# Indexed Substance Statements ​

The Substance language allows users to define indexed expressions that expand into multiple statements. An indexed statement is a single substance statement (as described above) with templated identifiers and an indexing clause. A common example is declaring an indexed set of variables:

substance
Vector v_i for i in [0, 2]
-- is equivalent to Vector v_0, v_1, v_2

Templated identifiers (like v_i in the example) are regular Substance identifiers consisting alphanumeric characters and underscores, except that the last underscore and the substring following it denote an indexed variable. In the example, _i in v_i denotes an index variable i taking on the values in the range of [0, 2], i.e. 0, 1, 2. This line of code then gets expanded into three statements Vector v_0, Vector v_1, and Vector v_2.

INFO

The phrase i in [x, y] for some x and y requires that i is an integer, i $\geq$ x, and i $\leq$ y. As such, expressions like Vector v_i for i in [3, 0] has no effect, since there is no integer i that is at least 3 and at most 0.

When templated identifiers collide with regular identifiers, the latter is shadowed in indexing statements:

substance
Vector v_i, v_j, vec1

Vector v_i for i in [0, 10]
-- ok: expands into v_0, v_1, v_2, ..., v_10

Vector v_j for i in [0, 1]
-- error: the range of j is not defined by i in [0, 1]
-- notice that v_j here does not refer to the v_j defined above
-- since v_j occurs in an indexed statement.

Orthogonal(v_i, vec1) for i in [0, 3]
-- ok: expands into Orthogonal(v_0, vec1); Orthogonal(v_1, vec1);
--     Orthogonal(v_2, vec1); Orthogonal(v_3, vec1)
-- notice that vec1 does not have an underscore, so it is treated
-- as a regular substance variable

Orthogonal(v_i, v_j) for i in [0, 5]
-- error: the range of j is not defined by i in [0, 5]

When multiple template variables and ranges are present, Substance takes all combinations (cartisian product) of the indices in the ranges, like

substance
Orthogonal(v_i, v_j) for i in [0, 1], j in [1, 2]
-- expands into Orthogonal(v_0, v_1); Orthogonal(v_0, v_2);
-- Orthogonal(v_1, v_1); Orthogonal(v_1, v_2)

## Conditional Filtering ​

Sometimes, we don't want to iterate through all possible combinations, since some combinations are undesirable.

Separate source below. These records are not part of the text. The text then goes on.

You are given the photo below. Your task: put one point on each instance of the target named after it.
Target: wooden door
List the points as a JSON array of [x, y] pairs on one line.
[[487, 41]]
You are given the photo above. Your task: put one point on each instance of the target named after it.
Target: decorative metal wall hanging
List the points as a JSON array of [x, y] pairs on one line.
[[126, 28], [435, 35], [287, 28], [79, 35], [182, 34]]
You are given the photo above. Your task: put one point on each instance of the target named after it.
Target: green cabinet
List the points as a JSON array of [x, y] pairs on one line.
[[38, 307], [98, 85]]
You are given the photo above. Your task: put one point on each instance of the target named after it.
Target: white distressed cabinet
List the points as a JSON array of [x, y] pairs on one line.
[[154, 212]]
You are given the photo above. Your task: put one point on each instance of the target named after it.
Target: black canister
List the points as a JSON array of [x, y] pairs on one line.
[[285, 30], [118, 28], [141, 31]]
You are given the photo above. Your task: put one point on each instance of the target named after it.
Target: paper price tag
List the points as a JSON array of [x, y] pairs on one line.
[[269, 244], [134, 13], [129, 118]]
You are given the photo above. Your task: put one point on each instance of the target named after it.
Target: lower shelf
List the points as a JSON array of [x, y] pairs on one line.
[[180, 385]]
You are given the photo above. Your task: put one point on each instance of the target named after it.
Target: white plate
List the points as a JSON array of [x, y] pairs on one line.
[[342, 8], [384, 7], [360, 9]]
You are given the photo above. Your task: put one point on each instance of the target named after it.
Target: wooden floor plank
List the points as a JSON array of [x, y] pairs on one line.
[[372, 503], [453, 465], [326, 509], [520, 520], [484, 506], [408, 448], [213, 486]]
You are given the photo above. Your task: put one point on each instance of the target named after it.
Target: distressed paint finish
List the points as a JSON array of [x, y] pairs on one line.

Substance allows users to filter the combinations using a Boolean expression in the where clause. Substance would discard all combinations that make the Boolean expression false.

substance
Vector v_i for i in [0, 10] where i % 2 == 0
-- even indices: 0, 2, 4, 6, 8, 10

Orthogonal(v_i, v_j) for i in [0, 2], j in [0, 2] where i <= j
-- triangular range: [0, 0], [0, 1], [0, 2], [1, 1], [1, 2], [2, 2]

Orthogonal(v_i, v_j) for i in [0, 3], j in [0, 3] where i + 1 == j
-- consecutive pairs: [0, 1], [1, 2], [2, 3]

Edge(v_i, v_j) for i in [0, 4], j in [0, 4] where j == (i + 1) mod 5
-- cyclic pairs: [0, 1], [1, 2], [2, 3], [3, 4], [4, 0]

Orthogonal(v_i, v_j) for i in [0, 3], j in [0, 3] where i % 2 == 0 && j == i + 1
-- disjoint pairs of 2: [0, 1], [2, 3]

Specifically, the Boolean expressions may contain:

• Boolean constants (true and false),
• Unary logical operator (! for logical-not) followed by a Boolean expression,
• Binary logical operators (&& for logical-and and || for logical-or) between Boolean expressions, and
• Numerical comparisons (== for equality, != for non-equality, < for less-than, > for greater-than, <= for less-than-or-equal-to, and >= for greater-than-or-equal-to) between numerical expressions.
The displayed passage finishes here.